Bought her for eight dollars of the feller that owned her, and she was a hulk for sartin then. I've caulked her up and rigged her, after a fashion. Now she might float, if she had a chance. Every afternoon, pretty nigh, I've been at her. Don't know exactly why I do it, neither. And yet I do, too. Prob'ly you've wondered where I was takin" all that old canvas and stuff. I--"

"Excuse me, Atkins. I mind my own business, you know. I ask no questions, and you are under no obligation to tell me anything."

"I know, I know." The lightkeeper nodded solemnly. He clasped his knee with his hands and rocked back and forth in his chair. "I know," he went on, an absent, wistful look in his eye; "but you must have wondered, just the same. I bought that craft because--well, because she reminded me of old times, I cal'late. I used to command a schooner like her once; bigger and lots more able, of course, but a fishin' schooner, same as she used to be. And I was a good skipper, if I do say it. My crews jumped when I said the word, now I tell you. That's where I belong--on the deck of a vessel. I'm a man there--a man."
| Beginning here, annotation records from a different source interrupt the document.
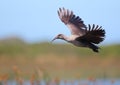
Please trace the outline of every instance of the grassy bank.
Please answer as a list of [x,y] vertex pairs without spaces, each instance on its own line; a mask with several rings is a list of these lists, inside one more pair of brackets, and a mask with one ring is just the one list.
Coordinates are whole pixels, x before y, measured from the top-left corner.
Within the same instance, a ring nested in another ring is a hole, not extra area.
[[101,46],[100,53],[70,44],[0,42],[0,74],[25,78],[118,78],[120,45]]

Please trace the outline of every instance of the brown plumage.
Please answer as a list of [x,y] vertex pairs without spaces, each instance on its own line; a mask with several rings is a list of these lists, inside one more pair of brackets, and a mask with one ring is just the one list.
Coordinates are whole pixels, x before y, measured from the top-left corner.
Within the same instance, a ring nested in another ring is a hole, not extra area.
[[89,24],[88,27],[84,24],[79,16],[74,15],[72,11],[65,8],[59,8],[58,16],[60,20],[70,29],[71,35],[69,37],[58,34],[55,39],[62,39],[79,47],[88,47],[94,52],[98,52],[99,44],[104,40],[105,30],[102,26]]

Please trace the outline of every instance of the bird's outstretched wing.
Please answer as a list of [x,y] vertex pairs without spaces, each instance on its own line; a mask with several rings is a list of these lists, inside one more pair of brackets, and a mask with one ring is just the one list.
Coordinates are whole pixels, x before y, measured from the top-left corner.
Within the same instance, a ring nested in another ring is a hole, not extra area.
[[61,21],[68,26],[71,34],[82,36],[86,33],[86,25],[79,16],[75,16],[72,11],[59,8],[58,16]]
[[88,25],[88,30],[86,34],[81,37],[76,38],[76,40],[99,44],[100,42],[104,40],[104,37],[105,37],[105,30],[102,29],[101,26],[99,27],[98,25],[95,26],[93,24],[92,27]]

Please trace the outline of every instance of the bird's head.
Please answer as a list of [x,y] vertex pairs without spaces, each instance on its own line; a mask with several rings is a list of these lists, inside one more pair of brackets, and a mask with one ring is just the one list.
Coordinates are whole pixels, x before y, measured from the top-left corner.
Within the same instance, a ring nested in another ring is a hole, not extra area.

He paused. Brown made no comment. Seth continued to rock and to talk; he seemed to be thinking aloud.

"Yes, sir," he declared, with a sigh; "when I was afloat I was a man, and folks respected me. I just do love salt water and sailin' craft. That's why I bought the Daisy M. I've been riggin' her and caulkin' her just for the fun of doin' it. She'll never float again. It would take a tide like a flood to get her off them flats.

But when I'm aboard or putterin' around her, I'm happy--happier, I mean. It makes me forget I'm a good-for-nothin' derelict, stranded in an old woman's job of lightkeepin'. Ah, hum-a-day, young feller, you don't know what it is to have been somebody, and then, because you was a fool and did a fool thing, to be nothin'--nothin'! You don't know what that is."

John Brown caught his breath. His fist descended upon the window ledge beside him.

"Don't I!" he groaned. "By George, don't I! Do you suppose--"

He stopped short. Atkins started and came out of his dream.

"Why--why, yes," he said, hastily; "I s'pose likely you do. . . .

Well, good night. I've got to go on watch. See you in the mornin'."